Big box retailers are designed more by economies of scale than corporate conspiracy. To keep shipping costs down an efficent retailer needs to have a loading dock that can accomodate tractor trailer trucks. To attract a critical mass of customers a retailer has to offer a large storeful of items to choose from. And of course parking space for a hundred or so customers and employees cars.

It sounds to me as if you are writing about some alternate reality to mine.


In the city and metro area where I live, the number of small,
neighborhood stores far outnumber the big box stores.  Most of them have
been in business for years.  Even more interesting is that their prices
are roughly competitive with the big box stores, too, especially when
you factor in the cost and time of having to drive to the big box,
instead of walking up the block to the local store.

There is such a thing as economy of scale, no doubt about it.  It has a
far greater effect at the production (manufacturing) end of the process
than it does at the retail end.

What passes for economy of scale is often more a case of externalities
being paid by the tax payers, rather than by the big box retailer as
they ought to be.  Among them are automotive traffic considerations,
surface water run-off and the contamination of same, impact on neighbors
(noise, light, traffic) and their property values.  I can't count the
number of times that cities I've lived in have had to build new roads,
new intersections and new traffic signals to handle the traffic from one
big box opening -- and the developers never pay for it.  How many small
retailers have ever gotten government development support, such as TIF?

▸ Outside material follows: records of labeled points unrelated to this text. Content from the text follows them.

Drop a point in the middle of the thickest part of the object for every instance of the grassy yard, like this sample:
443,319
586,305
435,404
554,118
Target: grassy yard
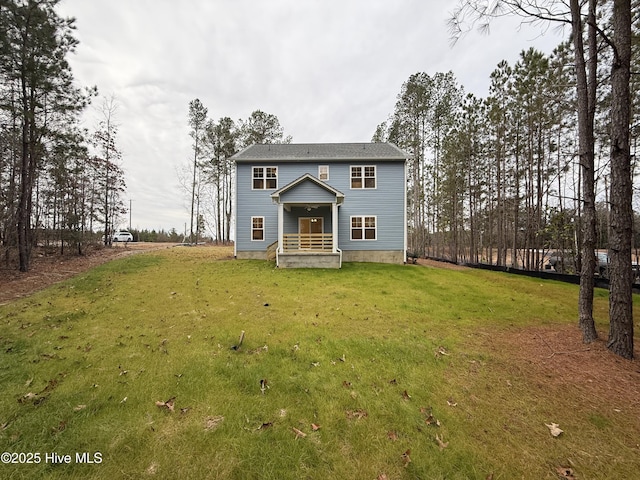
368,372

A healthy big city is made up of healthy neighborhoods, and each of
which is much like a small town, with its own services, shops, schools
and churches.  Minneapolis and St. Paul were decidely that way until the
1950s.  Parts of both cities still are.  Generally, they're the most
desirable places to live in those cities.

If your idea of improving the city is drop big box stores into each area
so the residents can "afford" to shop, I don't want to live in that city. You can take my neighborhood hardware store (Settergren's, same
location for 40+ years) when you can pry it from my cold, dead fingers.